If you're using GitOps practices for deploying applications in your Kubernetes clusters, you'll likely want to apply the same approach to the platform. This guide provides a quick overview of deploying the platform using GitOps. The platform is similar to other applications, so standard GitOps practices are applicable.

info

This guide details deploying the platform using GitOps practices, specifically with ArgoCD. Although ArgoCD is used as an example, the principles are applicable to other GitOps tools.

Prerequisites​

  • Administrator access to a Kubernetes cluster: See Accessing Clusters with kubectl for more information. Your current kube-context must have administrative privileges, which you can verify with kubectl auth can-i create clusterrole -A
    info

    To obtain a kube-context with admin access, ensure you have the necessary credentials and permissions for your Kubernetes cluster.
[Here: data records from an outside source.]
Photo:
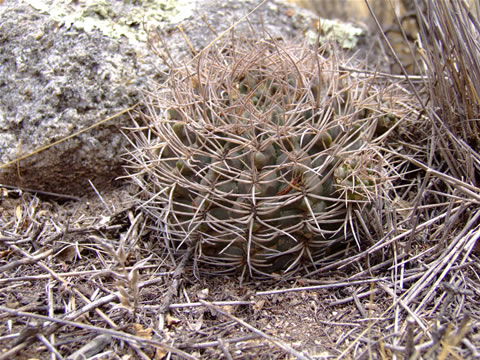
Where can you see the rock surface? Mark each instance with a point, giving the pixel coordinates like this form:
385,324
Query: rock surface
58,76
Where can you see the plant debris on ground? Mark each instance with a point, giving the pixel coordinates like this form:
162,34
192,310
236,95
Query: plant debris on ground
92,278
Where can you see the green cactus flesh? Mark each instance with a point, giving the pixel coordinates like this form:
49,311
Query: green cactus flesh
252,162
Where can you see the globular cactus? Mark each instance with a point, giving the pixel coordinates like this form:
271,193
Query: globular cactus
253,153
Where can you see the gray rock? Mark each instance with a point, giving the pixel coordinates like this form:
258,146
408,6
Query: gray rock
60,74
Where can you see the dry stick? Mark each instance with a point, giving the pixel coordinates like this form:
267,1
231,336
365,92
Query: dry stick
210,344
431,273
273,340
25,261
43,148
87,308
39,192
224,349
173,289
318,287
114,333
78,273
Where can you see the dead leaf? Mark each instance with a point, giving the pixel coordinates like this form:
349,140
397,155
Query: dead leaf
146,333
203,294
172,320
160,353
18,213
290,12
67,254
259,305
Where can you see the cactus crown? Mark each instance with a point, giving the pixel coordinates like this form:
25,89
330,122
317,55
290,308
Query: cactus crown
255,153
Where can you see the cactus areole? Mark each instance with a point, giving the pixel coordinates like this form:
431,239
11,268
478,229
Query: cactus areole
252,154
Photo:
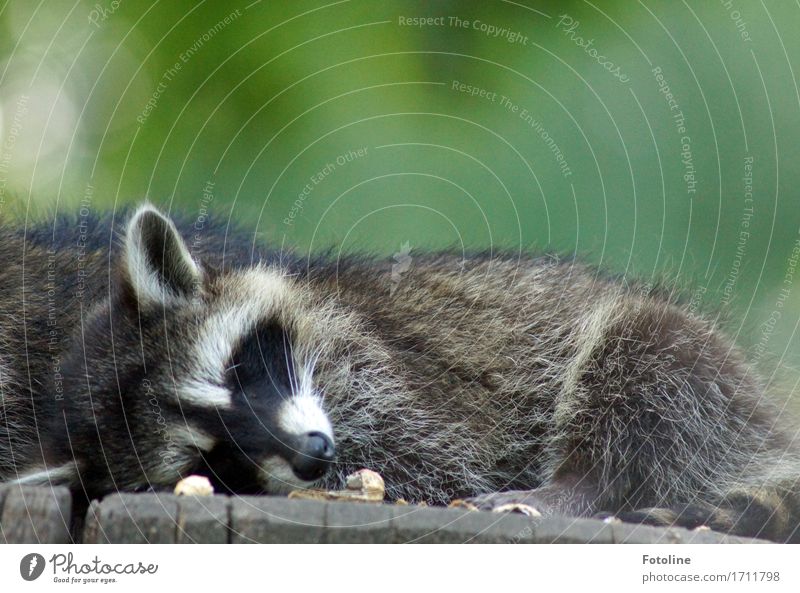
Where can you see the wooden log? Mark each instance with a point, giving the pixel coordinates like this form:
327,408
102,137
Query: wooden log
132,519
36,515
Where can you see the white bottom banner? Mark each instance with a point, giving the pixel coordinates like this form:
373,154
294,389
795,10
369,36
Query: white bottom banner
368,569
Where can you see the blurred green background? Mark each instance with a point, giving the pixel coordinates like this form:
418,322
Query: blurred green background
654,137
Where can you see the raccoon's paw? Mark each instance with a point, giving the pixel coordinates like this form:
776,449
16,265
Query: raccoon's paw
519,501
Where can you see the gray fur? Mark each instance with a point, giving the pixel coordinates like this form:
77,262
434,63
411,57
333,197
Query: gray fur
533,377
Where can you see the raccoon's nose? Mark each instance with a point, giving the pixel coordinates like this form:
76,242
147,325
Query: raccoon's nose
314,456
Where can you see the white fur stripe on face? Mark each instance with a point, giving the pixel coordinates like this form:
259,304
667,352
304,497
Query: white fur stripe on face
254,295
303,413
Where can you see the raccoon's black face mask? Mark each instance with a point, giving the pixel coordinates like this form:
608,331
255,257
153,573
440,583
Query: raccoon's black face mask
190,370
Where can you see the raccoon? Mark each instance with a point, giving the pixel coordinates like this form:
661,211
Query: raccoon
132,356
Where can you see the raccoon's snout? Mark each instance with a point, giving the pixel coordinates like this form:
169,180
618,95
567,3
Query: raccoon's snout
313,457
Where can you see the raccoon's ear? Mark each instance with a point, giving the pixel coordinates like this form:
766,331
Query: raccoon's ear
159,265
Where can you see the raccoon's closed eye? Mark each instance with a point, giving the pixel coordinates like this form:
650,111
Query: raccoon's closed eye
264,354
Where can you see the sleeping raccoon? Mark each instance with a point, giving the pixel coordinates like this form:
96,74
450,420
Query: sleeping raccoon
130,360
This typically involves using kubectl config commands or authenticating through your cloud provider's CLI tools.

  • helm installed: Helm v3.10 is required for deploying the platform. Refer to the Helm Installation Guide if you need to install it.
  • kubectl installed: Kubernetes command-line tool for interacting with the cluster. See Install and Set Up kubectl for installation instructions.

ArgoCD​

ArgoCD needs to be installed and configured on the host cluster. Follow the Argo CD Installation Guide to install it.

Deployment​

Basic deployment​

note

Before beginning, take a few minutes to review the installation with Helm section of the documentation. Helm is particularly well-suited for GitOps as it provides a standardized way to package and version Kubernetes applications.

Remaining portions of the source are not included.